Maloney submitted a statement for the Congressional Record about efforts to pass the legislation. The text follows:

 

IN RECOGNITION OF THOSE WHO FOUGHT TO REAUTHORIZE THE JAMES ZADROGA 9/11 HEALTH AND COMPENSATION ACT

 

HON. CAROLYN B. MALONEY

OF NEW YORK

IN THE HOUSE OF REPRESENTATIVES

 

Mr. Speaker, on February 22, 2016 I joined with Representatives Jerry Nadler (NY-10) and Daniel Donovan (NY-11) to ring the closing bell at the New York Stock Exchange to recognize and thank the many September 11th responders and survivors who devoted countless hours to ensuring that this Congress would never forget its obligation to those who were there and those who rushed in to Ground Zero after the worst terrorist attack in American history.

 

Today more than 70,000 men and women rely on the World Trade Center Health Program for medical monitoring and treatment for 9/11 related illnesses.

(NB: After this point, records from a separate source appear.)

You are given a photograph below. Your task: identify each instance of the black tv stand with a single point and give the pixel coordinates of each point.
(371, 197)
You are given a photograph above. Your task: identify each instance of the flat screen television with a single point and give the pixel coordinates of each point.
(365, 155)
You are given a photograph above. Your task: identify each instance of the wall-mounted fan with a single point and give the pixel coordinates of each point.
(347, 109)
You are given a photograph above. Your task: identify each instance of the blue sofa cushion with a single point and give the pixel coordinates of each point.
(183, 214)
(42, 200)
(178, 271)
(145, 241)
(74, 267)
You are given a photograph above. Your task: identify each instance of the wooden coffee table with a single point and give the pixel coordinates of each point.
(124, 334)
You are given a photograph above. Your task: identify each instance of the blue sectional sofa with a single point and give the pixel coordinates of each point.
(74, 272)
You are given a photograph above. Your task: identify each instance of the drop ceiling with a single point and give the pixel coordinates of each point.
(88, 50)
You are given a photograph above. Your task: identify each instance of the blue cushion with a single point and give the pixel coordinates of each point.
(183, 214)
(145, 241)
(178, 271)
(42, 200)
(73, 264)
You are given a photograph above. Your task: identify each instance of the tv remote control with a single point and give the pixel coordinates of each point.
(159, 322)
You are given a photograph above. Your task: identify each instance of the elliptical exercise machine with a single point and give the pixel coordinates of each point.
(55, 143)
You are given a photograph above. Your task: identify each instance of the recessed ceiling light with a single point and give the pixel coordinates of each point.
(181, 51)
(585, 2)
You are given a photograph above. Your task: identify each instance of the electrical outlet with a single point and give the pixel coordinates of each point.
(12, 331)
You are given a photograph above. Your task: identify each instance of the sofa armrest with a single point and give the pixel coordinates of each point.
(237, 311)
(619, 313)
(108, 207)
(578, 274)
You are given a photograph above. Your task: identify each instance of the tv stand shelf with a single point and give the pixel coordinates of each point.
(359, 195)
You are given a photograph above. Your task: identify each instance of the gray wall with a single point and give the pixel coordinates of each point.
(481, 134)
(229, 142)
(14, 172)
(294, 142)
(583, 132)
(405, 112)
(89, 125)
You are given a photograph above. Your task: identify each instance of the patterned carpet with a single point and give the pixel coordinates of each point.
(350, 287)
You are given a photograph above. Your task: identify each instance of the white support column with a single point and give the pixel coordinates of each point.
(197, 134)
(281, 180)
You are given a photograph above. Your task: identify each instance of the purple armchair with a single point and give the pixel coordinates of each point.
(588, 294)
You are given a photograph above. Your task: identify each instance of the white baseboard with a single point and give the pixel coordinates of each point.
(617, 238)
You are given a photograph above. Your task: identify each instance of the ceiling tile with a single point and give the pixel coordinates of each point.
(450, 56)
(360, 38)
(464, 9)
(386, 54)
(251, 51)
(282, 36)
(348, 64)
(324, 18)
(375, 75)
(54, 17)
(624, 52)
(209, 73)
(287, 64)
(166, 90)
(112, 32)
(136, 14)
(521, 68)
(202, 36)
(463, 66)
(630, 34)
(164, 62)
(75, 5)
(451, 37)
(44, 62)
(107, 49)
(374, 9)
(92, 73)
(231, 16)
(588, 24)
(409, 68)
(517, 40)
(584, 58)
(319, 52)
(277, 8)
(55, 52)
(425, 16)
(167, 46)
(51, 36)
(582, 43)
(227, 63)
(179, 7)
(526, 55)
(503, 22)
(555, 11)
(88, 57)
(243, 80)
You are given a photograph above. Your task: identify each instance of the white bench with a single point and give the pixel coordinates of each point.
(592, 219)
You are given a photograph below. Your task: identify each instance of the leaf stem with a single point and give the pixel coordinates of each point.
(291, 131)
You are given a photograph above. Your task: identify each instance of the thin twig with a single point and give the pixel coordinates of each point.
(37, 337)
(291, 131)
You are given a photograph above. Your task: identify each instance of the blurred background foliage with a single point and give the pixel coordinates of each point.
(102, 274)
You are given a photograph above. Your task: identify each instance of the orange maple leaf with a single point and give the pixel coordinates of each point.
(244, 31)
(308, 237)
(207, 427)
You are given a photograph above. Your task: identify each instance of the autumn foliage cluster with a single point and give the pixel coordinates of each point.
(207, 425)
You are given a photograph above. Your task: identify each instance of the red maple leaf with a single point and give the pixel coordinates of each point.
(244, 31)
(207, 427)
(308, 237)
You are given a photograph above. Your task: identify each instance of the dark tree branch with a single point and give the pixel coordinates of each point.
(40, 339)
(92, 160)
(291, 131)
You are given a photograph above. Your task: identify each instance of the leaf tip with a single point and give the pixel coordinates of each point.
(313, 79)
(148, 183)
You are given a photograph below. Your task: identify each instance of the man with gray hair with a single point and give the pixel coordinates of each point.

The September 11th Victim Compensation Fund is also there to help these men and women become financially whole again. So many were cut down in the prime of their lives and lost out on years of income as a result of their illnesses.

 

These programs were established in 2010 when the Congress passed and President Obama signed into law the James Zadroga 9/11 Health and Compensation Act.

 

The bill was authorized for 5 years. It was set to expire, but then, last year, brave men and women locked arms and took to the halls of Congress to make their case. They demanded not just to be heard, but for Congress to act.

 

Many struggled to walk or relied on wheelchairs to make it from office to office. Others gasped for air as they went door to door talking to anyone who would listen. They should never have had to shoulder this burden, but they did it because they knew for every responder or survivor who could make it to their nation’s capital, there were thousands who could not, and they needed a voice.

 

At times Members of this body questioned their tactics. They didn’t like being confronted with the truth about what happened after 9/11. They didn’t like hearing how first responders were told the air was safe to breathe, when the evidence showed that it wasn’t. They didn’t like to hear how much money it would cost to care for the injured, ill and dying. They didn’t want to know about the cancers, respiratory diseases, and other chronic illnesses that resulted from exposure to the toxic environment that existed after the attacks. But it was a story that needed to be told, and thankfully it did not fall on deaf ears.

 

At the close of 2015, Congress granted a 75 year extension of the World Trade Center Health Program and full funding for the Victim Compensation Fund. All told, $8.1 billion was provided for these programs in the omnibus spending bill.

 

It was a major victory and it could not have been achieved without the hard work of the responders and survivors, their doctors and medical teams, and the many organizations who fought for this cause, including those who were able to attend the NYSE closing bell ceremony: Citizens for the Extension of the James Zadroga Act, The Feal Good Foundation, the Uniformed Firefighters Association, the Uniformed Fire Officers Association, and DC37.

 

Mr. Speaker, I ask my colleagues to join me in congratulating the champions of the James Zadroga 9/11 Health and Compensation Act for helping this body realize that “never forget” is more than just a bumper sticker. It is not just a phrase that should force us to recall the great tragedy of September 11th. It is also a clarion call to remember that there are still those who still carry the wounds of that attack and they deserve the support of a grateful nation.